Bir önceki Cumhurbaşkanlığı seçiminin yapıldığı 24 Haziran 2018 tarihine bakarsak, öncesindeki 6 haftada Borsa İstanbul yaklaşık olarak yüzde 6 değer kaybetmişti. Ondan önceki Cumhurbaşkanlığı seçiminde ise, yani 1 Kasım 2015’te yine öncesindeki 6 haftalık süreçte yüzde 6 değer kazanmıştı.
Borsa İstanbul (BIST) 100 endeksi, 2023 yılının başından bu yana ise yatırımcısına yüzde 10 oranında değer kaybettirirken, Kahramanmaraş merkezli yaşanan deprem felaketiyle borsada sert fiyatlamalar yaşandı.

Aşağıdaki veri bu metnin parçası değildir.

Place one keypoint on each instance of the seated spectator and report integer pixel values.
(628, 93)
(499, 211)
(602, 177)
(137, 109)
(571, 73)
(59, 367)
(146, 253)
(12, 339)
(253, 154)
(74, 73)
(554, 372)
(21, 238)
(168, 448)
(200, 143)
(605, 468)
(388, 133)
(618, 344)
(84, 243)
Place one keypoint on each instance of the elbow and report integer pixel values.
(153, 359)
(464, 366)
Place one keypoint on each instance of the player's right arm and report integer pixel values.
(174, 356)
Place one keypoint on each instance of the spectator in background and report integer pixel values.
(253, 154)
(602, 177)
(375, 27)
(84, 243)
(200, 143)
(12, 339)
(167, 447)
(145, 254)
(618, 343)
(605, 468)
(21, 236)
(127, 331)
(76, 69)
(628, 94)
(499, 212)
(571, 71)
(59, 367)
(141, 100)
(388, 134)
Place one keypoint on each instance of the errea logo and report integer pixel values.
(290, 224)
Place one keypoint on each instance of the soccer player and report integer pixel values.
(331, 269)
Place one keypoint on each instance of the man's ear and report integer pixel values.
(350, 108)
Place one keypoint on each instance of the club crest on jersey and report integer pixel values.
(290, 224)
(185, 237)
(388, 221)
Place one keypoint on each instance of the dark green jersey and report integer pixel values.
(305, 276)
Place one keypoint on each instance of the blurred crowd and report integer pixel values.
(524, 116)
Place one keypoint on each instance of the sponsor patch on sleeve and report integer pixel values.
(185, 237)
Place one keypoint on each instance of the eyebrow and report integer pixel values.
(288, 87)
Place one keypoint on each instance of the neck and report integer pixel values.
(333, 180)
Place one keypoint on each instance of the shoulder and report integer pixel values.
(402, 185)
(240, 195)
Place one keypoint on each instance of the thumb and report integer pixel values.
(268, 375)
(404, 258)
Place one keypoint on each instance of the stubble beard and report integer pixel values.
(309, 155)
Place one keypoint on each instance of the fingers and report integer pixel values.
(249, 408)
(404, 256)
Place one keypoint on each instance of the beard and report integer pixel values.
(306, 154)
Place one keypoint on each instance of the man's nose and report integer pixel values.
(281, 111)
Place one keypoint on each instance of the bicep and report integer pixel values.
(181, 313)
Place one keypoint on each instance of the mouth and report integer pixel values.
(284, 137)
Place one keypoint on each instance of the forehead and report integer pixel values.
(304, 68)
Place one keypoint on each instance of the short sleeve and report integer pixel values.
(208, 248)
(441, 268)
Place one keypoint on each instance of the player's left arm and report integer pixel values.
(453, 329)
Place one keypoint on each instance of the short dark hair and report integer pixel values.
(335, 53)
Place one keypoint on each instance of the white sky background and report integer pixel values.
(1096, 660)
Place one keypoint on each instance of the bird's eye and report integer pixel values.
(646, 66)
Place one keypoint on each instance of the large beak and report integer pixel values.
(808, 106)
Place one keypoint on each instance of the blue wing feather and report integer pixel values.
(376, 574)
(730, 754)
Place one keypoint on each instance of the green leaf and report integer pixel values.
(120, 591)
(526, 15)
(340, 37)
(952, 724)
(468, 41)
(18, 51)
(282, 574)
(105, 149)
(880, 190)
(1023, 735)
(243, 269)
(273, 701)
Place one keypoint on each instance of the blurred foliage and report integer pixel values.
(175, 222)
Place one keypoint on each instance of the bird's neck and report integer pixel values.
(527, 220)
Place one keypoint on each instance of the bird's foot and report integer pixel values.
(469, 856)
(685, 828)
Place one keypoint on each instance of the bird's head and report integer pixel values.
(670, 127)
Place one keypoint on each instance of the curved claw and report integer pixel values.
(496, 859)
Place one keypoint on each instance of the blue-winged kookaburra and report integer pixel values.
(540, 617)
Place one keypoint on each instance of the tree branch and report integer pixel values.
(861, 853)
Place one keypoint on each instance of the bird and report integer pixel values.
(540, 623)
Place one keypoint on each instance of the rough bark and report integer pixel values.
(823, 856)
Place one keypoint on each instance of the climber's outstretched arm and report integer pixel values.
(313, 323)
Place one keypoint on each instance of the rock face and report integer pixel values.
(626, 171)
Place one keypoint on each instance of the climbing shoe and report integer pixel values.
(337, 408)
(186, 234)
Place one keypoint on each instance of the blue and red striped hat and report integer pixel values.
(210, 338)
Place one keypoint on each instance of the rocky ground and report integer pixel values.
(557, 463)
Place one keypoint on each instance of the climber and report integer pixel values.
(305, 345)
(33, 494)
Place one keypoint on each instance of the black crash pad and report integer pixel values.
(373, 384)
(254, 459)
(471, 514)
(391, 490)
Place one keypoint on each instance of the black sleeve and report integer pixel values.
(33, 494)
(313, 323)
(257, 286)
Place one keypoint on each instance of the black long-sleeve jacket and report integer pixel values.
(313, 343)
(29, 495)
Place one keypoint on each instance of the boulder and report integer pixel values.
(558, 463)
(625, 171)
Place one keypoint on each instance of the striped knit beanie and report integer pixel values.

Borsa İstanbul ve Sermaye Piyasası Kurulu’nun (SPK) aldığı bir dizi tedbirlerle, Borsa desteklendi. Bu güne baktığımızda ise, seçimin yaklaşmasıyla yatırımcılar pozisyonlarını belirliyor ve Borsa dışındaki alternatif yatırım araçlarını da değerlendiriyor. Seçim riskini almak istemeyen yatırımcıların, mevduat faizlerinin yüzde 30’lara yaklaşmasıyla bu yöne kaydığı ve Kur Korumalı Mevduat’ta (KKM) üst sınırın kalkmasıyla öncelikli tercihleri arasında bulunduğu gözlemleniyor.
"Borsa seçime kadar 4500-5500 arasında dalgalanır" - Tuncay Turşucu
"Seçimler piyasalarda her zaman belirsizlik yaratır. Belirsizlik piyasaların en sevmediği durumdur. Bu durum hisse fiyatlarında yüksek oynaklıklar yaratır. Belirsizlik karşısında yatırımcıların, portföy ve fon yöneticilerinin en makul hareketleri, oluşacak oynaklıklardan en az etkilenmek için hisse senedi risklerini belirli bir seviyeye indirmektir. Geçtiğimiz süreçte pek çok araştırma portföy yöneticisi yaptığı yorumlarda hisse oranlarını yüzde 50-60 seviyelerinden yüzde 30-40 seviyelerine çektiğini açıkladı. Bu elbette piyasada baskı yarattı. Ancak deprem sonrasında açıklanan destekler ve şirketlerin geri alımları bu satış baskılarını bir süre karşılamış görünüyor.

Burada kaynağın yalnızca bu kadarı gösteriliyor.